User Guide

There several major uses for this package and here I will try to detail out several examples.

For the first example, we will consider an example problem. We want to classify an image to a geographical location for which we have latitude and longitude. Given this problem, we can form hierarchal clusters of our geocoordinates. Using this, we have a set of classifications (a grouping of classes). In this problem, let us classify it into 3 groupings or 3 sets of clusters termed a, b, c. Cluster grouping a is the parent of cluster grouping b and cluster grouping b is the parent of cluster grouping c.

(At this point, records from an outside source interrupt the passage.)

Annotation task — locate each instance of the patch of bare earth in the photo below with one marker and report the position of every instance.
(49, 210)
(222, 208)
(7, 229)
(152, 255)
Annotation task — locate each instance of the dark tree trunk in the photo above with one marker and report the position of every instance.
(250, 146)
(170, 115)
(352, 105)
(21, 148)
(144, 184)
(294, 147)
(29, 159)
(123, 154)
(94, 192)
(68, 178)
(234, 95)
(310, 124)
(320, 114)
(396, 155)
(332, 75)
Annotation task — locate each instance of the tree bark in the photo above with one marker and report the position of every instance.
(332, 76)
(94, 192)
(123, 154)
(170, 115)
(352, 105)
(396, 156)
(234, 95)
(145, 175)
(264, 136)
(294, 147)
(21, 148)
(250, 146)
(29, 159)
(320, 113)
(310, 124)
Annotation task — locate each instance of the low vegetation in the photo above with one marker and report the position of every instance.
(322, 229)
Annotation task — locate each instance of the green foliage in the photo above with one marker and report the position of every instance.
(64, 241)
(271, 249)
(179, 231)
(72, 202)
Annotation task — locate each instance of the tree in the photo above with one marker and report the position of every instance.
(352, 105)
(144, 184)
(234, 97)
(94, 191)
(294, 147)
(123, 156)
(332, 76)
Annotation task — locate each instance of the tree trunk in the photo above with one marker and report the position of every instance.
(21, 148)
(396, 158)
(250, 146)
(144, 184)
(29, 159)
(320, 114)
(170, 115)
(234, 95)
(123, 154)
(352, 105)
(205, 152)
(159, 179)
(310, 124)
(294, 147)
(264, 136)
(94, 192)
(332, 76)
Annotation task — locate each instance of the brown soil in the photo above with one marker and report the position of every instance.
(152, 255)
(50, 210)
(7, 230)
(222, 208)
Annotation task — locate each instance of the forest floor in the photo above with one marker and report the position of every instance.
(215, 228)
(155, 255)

Within the cluster grouping of a, we have 3 options or classes, Within the cluster grouping of b, there are 5 options, and cluster grouping c has 10 options.

In a real-world scenario, we might consider this to something like cluster grouping a is countries, cluster grouping b is states or territories, and cluster grouping c is counties. We then want to classify images based into these categories, since it makes more sense to be able to classify some degree of location. Therefore, we create groupings of things that are easier to predict with children groupings that are of decreasing scope and increasing difficulty. Below is a tree of the hierarchy described:

https://raw.githubusercontent.com/rajivsarvepalli/SimpleHierarchy/master/images/tree.svg

We can construct a model where the last 4 layers are independent (as in they are different for every grouping of classes) and the second to last layer feeds forward from each parent to its child. The reason we do not construct a model per class grouping is due to the expensiveness of doing so. Additionally, we assume that groupings of classes have a high amount of shared information, therefore, providing some amount of shared information is useful. Therefore, we model our network after what we might consider the information to share. There is a decent amount of sharing between child and parent, so our network shares the same base. However, these groupings of classes have differences so there are a set of independent layers. The network also has these characteristics since the last k layers are independent. Finally, using PyTorch, we can simply output multiple predictions. However, this method fails to have independent layers per class grouping. Essentially, this is the reason I created this library: to make a network that fits those criteria. For an illustration of this network like the one described above, see the below image.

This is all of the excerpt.